On Thu, Feb 28, 2008 at 3:39 AM, Samuel Wantman wantman@earthlink.net wrote:
I'm wondering about creating a new namespace, called (you guessed it) INDEX. Any category of people could be put in an index by adding [[Index:People]] on the category page. The "People" INDEX page, into which the category get put, would have links to all the articles and subcategories from the categories in the INDEX. The contents of the subcategories of those categories would NOT be added automatically. Each would have to be manually added to the index if appropriate. Just like a category there would be text that could be edited for each INDEX page. So in essence, an INDEX is a way to do category unions. This would be much, much easier than trying to create and maintain these indexes manually using categories.
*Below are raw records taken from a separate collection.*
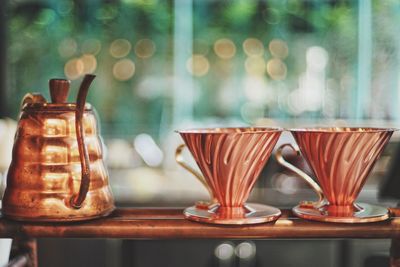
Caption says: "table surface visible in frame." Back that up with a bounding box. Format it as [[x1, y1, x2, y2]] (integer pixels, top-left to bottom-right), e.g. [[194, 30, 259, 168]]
[[0, 208, 400, 239]]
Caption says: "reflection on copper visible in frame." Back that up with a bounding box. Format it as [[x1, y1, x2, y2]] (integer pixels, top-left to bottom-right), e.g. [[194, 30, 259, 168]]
[[177, 128, 282, 224], [2, 79, 114, 221], [277, 127, 394, 223]]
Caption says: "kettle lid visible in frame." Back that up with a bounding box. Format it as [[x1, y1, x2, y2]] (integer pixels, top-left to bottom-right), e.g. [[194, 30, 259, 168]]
[[21, 78, 91, 111]]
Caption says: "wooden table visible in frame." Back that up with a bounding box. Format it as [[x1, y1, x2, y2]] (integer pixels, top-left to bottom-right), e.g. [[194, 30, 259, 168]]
[[6, 208, 400, 266]]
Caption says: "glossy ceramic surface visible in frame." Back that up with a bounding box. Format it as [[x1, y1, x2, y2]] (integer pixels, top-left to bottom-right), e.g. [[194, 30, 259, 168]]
[[277, 128, 394, 223], [177, 128, 282, 224]]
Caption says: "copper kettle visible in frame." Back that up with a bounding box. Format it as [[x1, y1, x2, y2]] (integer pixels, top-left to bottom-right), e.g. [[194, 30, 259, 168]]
[[2, 75, 114, 221]]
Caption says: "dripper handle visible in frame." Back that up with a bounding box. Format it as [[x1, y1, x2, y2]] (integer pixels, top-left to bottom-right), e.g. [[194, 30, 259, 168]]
[[70, 74, 96, 209], [275, 144, 325, 207], [175, 144, 215, 202], [49, 79, 70, 104]]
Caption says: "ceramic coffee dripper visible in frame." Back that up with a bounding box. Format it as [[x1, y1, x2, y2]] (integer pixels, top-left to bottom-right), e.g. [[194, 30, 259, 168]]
[[2, 75, 114, 222], [176, 128, 282, 224], [276, 128, 395, 223]]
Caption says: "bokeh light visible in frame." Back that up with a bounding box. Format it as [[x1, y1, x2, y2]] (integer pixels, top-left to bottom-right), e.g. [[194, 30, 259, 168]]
[[193, 39, 210, 56], [267, 58, 287, 80], [244, 57, 265, 75], [306, 46, 329, 71], [135, 39, 156, 58], [243, 38, 264, 56], [214, 38, 236, 59], [186, 55, 210, 77], [64, 58, 84, 80], [58, 38, 78, 58], [81, 39, 101, 55], [113, 59, 135, 81], [268, 39, 289, 59], [110, 39, 132, 58], [80, 54, 97, 74]]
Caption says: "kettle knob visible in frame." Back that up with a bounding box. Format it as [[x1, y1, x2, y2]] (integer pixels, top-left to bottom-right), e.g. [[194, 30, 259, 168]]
[[49, 79, 70, 104]]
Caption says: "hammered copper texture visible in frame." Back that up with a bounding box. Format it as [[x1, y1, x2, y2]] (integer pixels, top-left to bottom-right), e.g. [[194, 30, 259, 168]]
[[179, 128, 281, 207], [2, 81, 114, 221], [291, 128, 393, 206]]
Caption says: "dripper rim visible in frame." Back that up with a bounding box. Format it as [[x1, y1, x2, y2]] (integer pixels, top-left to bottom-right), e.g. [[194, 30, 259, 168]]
[[174, 127, 284, 134], [287, 126, 399, 133]]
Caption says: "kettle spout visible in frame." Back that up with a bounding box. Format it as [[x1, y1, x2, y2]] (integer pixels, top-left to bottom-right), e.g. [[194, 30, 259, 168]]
[[70, 74, 96, 209]]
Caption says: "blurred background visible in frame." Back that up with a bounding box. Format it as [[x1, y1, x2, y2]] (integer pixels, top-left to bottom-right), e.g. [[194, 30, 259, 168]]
[[0, 0, 400, 266]]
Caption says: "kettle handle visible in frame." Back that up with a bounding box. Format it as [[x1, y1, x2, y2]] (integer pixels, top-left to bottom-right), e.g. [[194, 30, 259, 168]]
[[70, 74, 96, 209]]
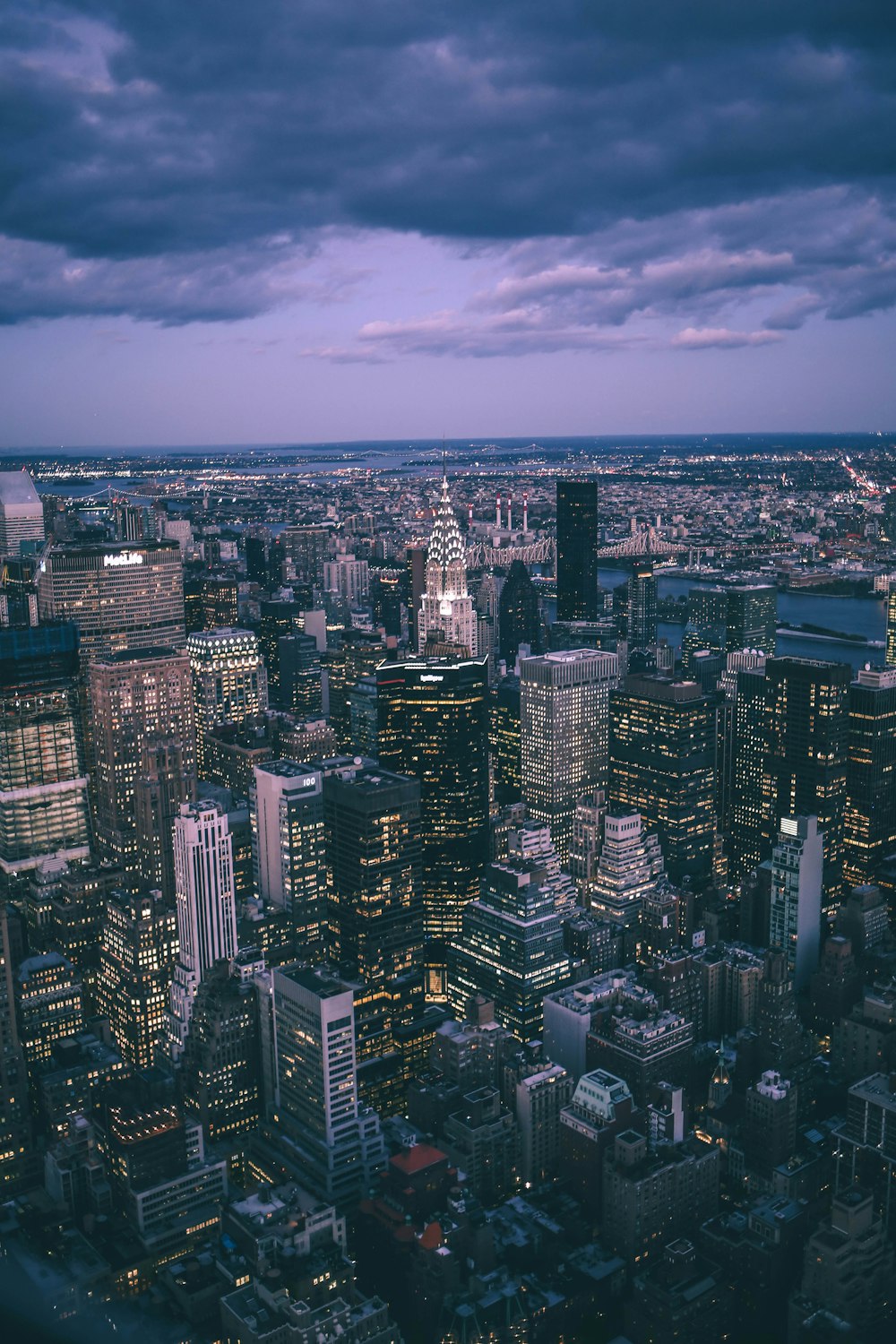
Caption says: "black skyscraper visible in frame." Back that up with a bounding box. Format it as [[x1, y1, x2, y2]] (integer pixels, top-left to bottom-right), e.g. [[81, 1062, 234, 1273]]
[[763, 659, 853, 910], [376, 659, 489, 938], [557, 481, 598, 621], [498, 561, 541, 671]]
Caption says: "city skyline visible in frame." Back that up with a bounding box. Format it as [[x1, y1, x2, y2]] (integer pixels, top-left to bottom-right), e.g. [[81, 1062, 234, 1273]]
[[0, 0, 896, 446]]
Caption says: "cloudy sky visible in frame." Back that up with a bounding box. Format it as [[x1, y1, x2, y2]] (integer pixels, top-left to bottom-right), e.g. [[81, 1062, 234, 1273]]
[[0, 0, 896, 446]]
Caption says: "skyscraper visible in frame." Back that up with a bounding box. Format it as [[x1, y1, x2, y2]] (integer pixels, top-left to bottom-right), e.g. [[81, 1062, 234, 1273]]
[[376, 659, 489, 938], [0, 470, 44, 556], [688, 583, 778, 658], [250, 761, 326, 957], [449, 857, 571, 1040], [723, 655, 769, 882], [0, 903, 30, 1196], [418, 475, 477, 659], [38, 542, 186, 664], [323, 762, 423, 981], [498, 561, 543, 672], [134, 742, 196, 905], [583, 811, 665, 964], [627, 561, 657, 650], [181, 961, 261, 1144], [0, 623, 90, 887], [557, 481, 598, 621], [763, 658, 852, 911], [610, 676, 715, 882], [196, 574, 239, 631], [769, 817, 825, 991], [97, 892, 178, 1069], [186, 629, 267, 782], [489, 676, 522, 808], [520, 650, 619, 862], [844, 668, 896, 887], [87, 650, 194, 886], [169, 798, 237, 1061], [274, 967, 385, 1204]]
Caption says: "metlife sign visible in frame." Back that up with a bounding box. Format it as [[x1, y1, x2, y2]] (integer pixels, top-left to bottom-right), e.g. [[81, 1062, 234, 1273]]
[[102, 551, 143, 570]]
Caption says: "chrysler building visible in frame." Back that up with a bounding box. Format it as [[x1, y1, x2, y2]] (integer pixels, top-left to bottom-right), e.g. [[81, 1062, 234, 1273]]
[[419, 470, 476, 658]]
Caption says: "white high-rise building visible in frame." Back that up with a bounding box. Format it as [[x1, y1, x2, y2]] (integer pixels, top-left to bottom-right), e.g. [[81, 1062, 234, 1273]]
[[250, 761, 326, 949], [508, 822, 578, 917], [186, 626, 267, 780], [520, 650, 619, 863], [769, 817, 825, 991], [418, 476, 478, 659], [274, 965, 385, 1204], [323, 554, 371, 607], [169, 798, 237, 1062], [584, 812, 665, 956], [0, 472, 44, 556]]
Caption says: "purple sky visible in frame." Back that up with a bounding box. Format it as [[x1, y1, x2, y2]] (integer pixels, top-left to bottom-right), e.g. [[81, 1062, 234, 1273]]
[[0, 0, 896, 446]]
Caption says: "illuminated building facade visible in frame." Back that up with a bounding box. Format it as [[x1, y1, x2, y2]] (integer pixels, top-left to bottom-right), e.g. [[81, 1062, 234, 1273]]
[[97, 892, 180, 1069], [557, 481, 598, 621], [87, 650, 194, 886], [688, 583, 778, 658], [844, 668, 896, 887], [520, 650, 619, 863], [728, 664, 769, 882], [250, 761, 326, 957], [323, 761, 423, 981], [489, 676, 522, 808], [627, 561, 657, 650], [186, 628, 267, 780], [583, 811, 665, 961], [418, 476, 477, 659], [376, 659, 489, 938], [449, 859, 571, 1040], [272, 967, 385, 1203], [38, 542, 186, 663], [763, 659, 853, 913], [0, 623, 90, 886], [134, 742, 196, 905], [498, 561, 543, 671], [610, 675, 715, 882], [0, 470, 44, 556], [169, 798, 237, 1062], [0, 905, 30, 1195], [14, 952, 84, 1072], [196, 574, 239, 631], [769, 817, 825, 991], [181, 961, 261, 1144]]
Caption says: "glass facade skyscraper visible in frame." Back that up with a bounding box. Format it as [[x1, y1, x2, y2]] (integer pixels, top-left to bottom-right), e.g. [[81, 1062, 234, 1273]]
[[627, 561, 657, 650], [0, 623, 90, 886], [449, 859, 571, 1040], [610, 676, 716, 882], [557, 481, 598, 621], [763, 658, 852, 913], [520, 650, 619, 862], [323, 762, 423, 981], [844, 668, 896, 887], [376, 659, 489, 938]]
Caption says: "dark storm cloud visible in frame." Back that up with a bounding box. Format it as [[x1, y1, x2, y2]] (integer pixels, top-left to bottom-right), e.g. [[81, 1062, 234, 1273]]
[[0, 0, 896, 339]]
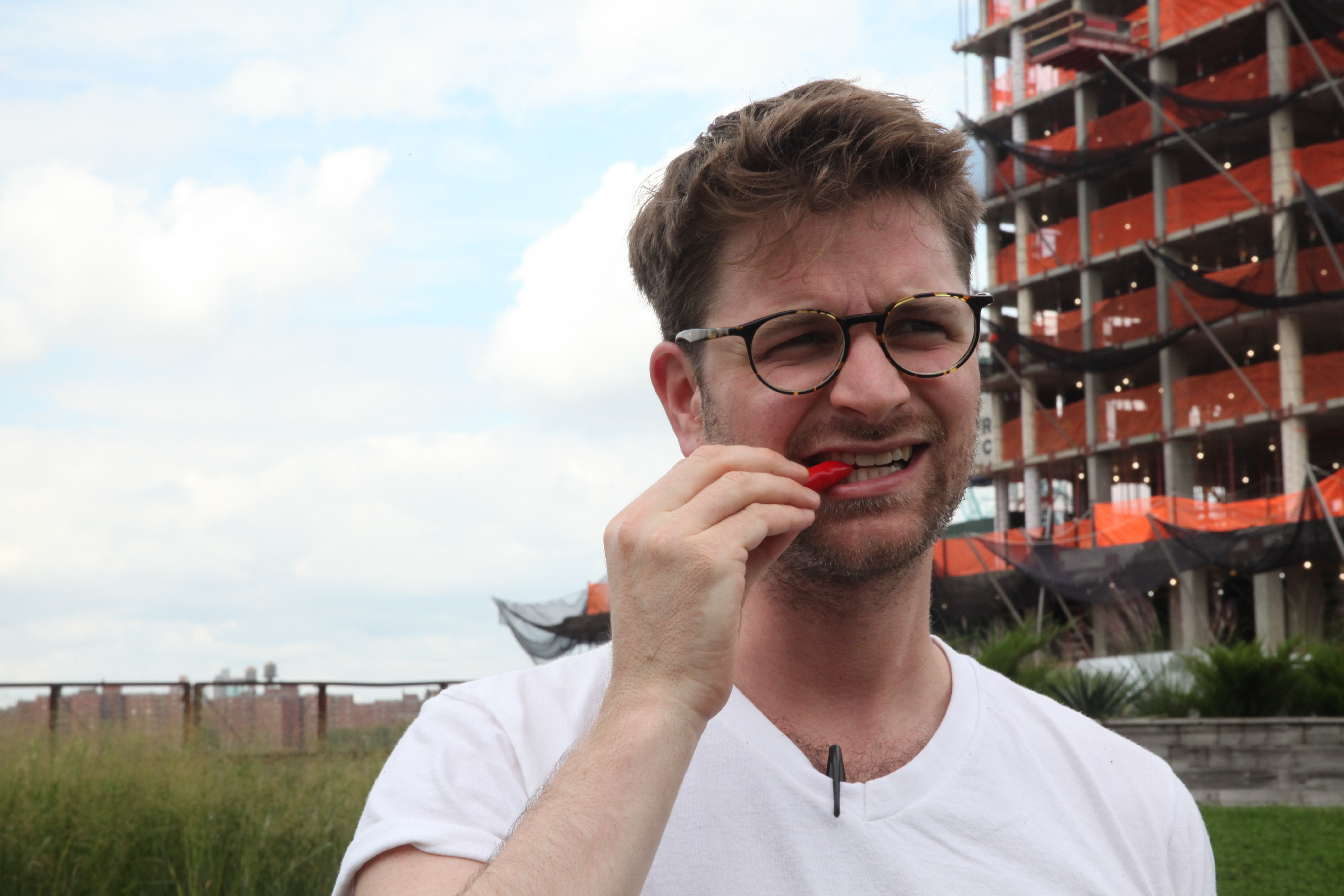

So you're basically suggesting manually-created but automatically-populated category unions. Category unions are not so hard to do on the backend. They aren't great, though, if you want to retrieve in sorted order. It's possible to do so if you're okay with some fairly sharp restrictions, like unioning a max of three categories. But in MySQL, I'm not sure there'd be an efficient way to union a *large* number of categories and retrieve the results in sorted order.
For a small number of categories, you can just do a MySQL UNION, like this:
mysql> EXPLAIN (SELECT * FROM categorylinks WHERE cl_to='Living_people' ORDER BY cl_sortkey LIMIT 200) UNION ALL (SELECT * FROM categorylinks WHERE cl_to='Vegetables' ORDER BY cl_sortkey LIMIT 200) ORDER BY cl_sortkey LIMIT 200; +----+--------------+---------------+------+-------------------------+------------+---------+-------+--------+----------------+ | id | select_type | table | type | possible_keys | key | key_len | ref | rows | Extra | +----+--------------+---------------+------+-------------------------+------------+---------+-------+--------+----------------+ | 1 | PRIMARY | categorylinks | ref | cl_sortkey,cl_timestamp | cl_sortkey | 257 | const | 543730 | Using where | | 2 | UNION | categorylinks | ref | cl_sortkey,cl_timestamp | cl_sortkey | 257 | const | 31 | Using where | | NULL | UNION RESULT | <union1,2> | ALL | NULL | NULL | NULL | NULL | NULL | Using filesort | +----+--------------+---------------+------+-------------------------+------------+---------+-------+--------+----------------+ 3 rows in set (0.04 sec)
This filesorts, but only a limited number of rows: the maximum number of rows times the number of categories. This is potentially acceptable (although undesirable) for a small number of categories in the union, especially if the limit (in this case 200) is small, say more like 20. For a large number of categories with a reasonable limit size you could easily be talking filesorts of thousands of rows, which isn't really acceptable.
The thing is, I'm pretty sure (although I'm not a computer science whiz) that MySQL should be able to use a merge sort here, rather than an explicit sort. That might be acceptably fast. You'd still have to scan a lot of index rows, but at least you wouldn't have to sort them. I don't know if there's any way to get it to do a merge sort here, though.
On Thu, Feb 28, 2008 at 10:06 AM, Ben chuwiey@gmail.com wrote:
The solution to your idea/request exists in the combination of SemanticMediaWiki and the Halo Extension - and in fact, implementation could be quite easy, by adding the semantic properties in the different taxonomy templates.. So for an example taxonomy dealing with people: Name (property) : <nameofperson> Profession (property) : <professionofperson> and so on..
Unfortunately, Semantic MediaWiki is not efficient enough to be enabled on Wikipedia. This kind of problem is very easy to solve inefficiently but hard to do scalably.
On Thu, Feb 28, 2008 at 12:20 PM, Jim Hu jimhu@tamu.edu wrote:
This also leads to massive issues about whether Categories in Wikipedia are a well-formed ontology (which is a fancy way of expressing Lars Aronsson's reply). I'm barely conversant in ontologies through my participation in Gene Ontology activities as a newbie, but my gut reaction is .... not even close.
It has been previously observed that there are quite a few cyclic subcategory relationships on Wikipedia, so if that precludes being a "well-formed ontology", then yeah, it's not.